OPINION: Crimes of opportunity in Squamish

In the wake of the ongoing RCMP sabotage investigation at the Sea to Sky Gondola, Squamish residents are paying more attention to the law and order file.                                                                                             

During a presentation to council earlier this year, Kara Triance, the officer in charge of the Sea to Sky RCMP detachment, pointed to “outstanding successes” related to property crime reduction from 2017 to 2018. In particular, break and enters were down substantially and auto crime and mischief to property were also in decline.

Whether property crime has increased so far this year has yet to be determined. Although our geographic location is a considerable asset, when it comes to criminal activity, it can also be a liability.

As most observers will no doubt confirm, this sprawling community along the bustling Sea to Sky Highway can be a magnet for crimes of opportunity.

This past May two men from Penticton were arrested in Squamish after the RCMP along with the Sea to Sky General Investigations Unit located several vehicles in Brackendale which they suspected were stolen.  They also recovered four mountain bikes stolen during two separate residential break-and-enters a week prior in the Ravenswood neighbourhood.

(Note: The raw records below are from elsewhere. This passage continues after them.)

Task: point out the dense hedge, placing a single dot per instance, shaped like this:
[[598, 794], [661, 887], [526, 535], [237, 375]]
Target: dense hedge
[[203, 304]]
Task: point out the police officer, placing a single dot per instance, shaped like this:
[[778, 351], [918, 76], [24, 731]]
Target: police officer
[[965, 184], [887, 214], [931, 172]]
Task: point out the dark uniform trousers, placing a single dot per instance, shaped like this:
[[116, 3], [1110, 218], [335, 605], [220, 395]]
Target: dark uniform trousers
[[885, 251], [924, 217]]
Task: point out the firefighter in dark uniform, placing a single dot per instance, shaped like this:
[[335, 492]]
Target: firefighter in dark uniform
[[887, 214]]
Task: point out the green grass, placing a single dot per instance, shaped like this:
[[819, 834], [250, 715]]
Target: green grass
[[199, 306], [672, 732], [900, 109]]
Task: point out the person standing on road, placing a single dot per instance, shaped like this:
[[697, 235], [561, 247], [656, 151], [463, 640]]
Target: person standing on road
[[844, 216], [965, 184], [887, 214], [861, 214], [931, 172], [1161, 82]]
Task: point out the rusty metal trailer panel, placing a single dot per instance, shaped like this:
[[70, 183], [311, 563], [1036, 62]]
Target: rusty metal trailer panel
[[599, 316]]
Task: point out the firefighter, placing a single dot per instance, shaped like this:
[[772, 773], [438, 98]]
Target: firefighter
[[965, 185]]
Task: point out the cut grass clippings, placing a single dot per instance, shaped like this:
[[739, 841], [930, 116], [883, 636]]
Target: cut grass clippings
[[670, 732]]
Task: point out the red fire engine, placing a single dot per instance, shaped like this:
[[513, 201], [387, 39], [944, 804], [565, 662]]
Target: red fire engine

Following those arrests, News1130 reported that a rash of high-end bike thefts had mountain bikers on edge throughout the Sea to Sky Corridor and North Vancouver. According to that report, social media biking groups were “chock-full of stolen bike posts… bike shops and individuals are posting about a rise in the thefts they have seen as far north as Pemberton.”

The days when the average set of wheels cost $250 are long gone. With many pedal-powered rides setting their owners back ten times that amount, a stepped-up bait bike program should become a permanent and well-publicized crime prevention fixture throughout Squamish.

To some degree, the Mounties’ workload can be eased through more public awareness and direct crime prevention participation by residents. In the past, the Citizens on Patrol community policing volunteer program was noteworthy for its Speed Watch installations and theft advisory rounds in provincial park parking lots. Sea to Sky Crime Stoppers is another proactive group worth noting. That volunteer-run non-profit society’s executive board welcomes new members from the community at large.

Two years ago, they won the Milestone Award for property recovered after anonymous tips led to the return of $177,340 worth of stolen property.

Given our ongoing population spike and influx of visitors, the local constabulary will require additional boots on the ground soon. Squamish has 30 RCMP members and in 2018 the budget for their services was $5.76 million. This year that figure rose to $5.97 million. Within the next five years, the policing tab is slated to increase significantly. The fiscal elephant in the room will be the pending unionization of the RCMP, followed by a substantial muni tax hike to cover robust pay increases.

All told, with an array of crime-fighting resources and strategies at the District’s disposal, personal safety and property security should remain high on the agenda, whatever the revised price tag or logistical hurdles may be.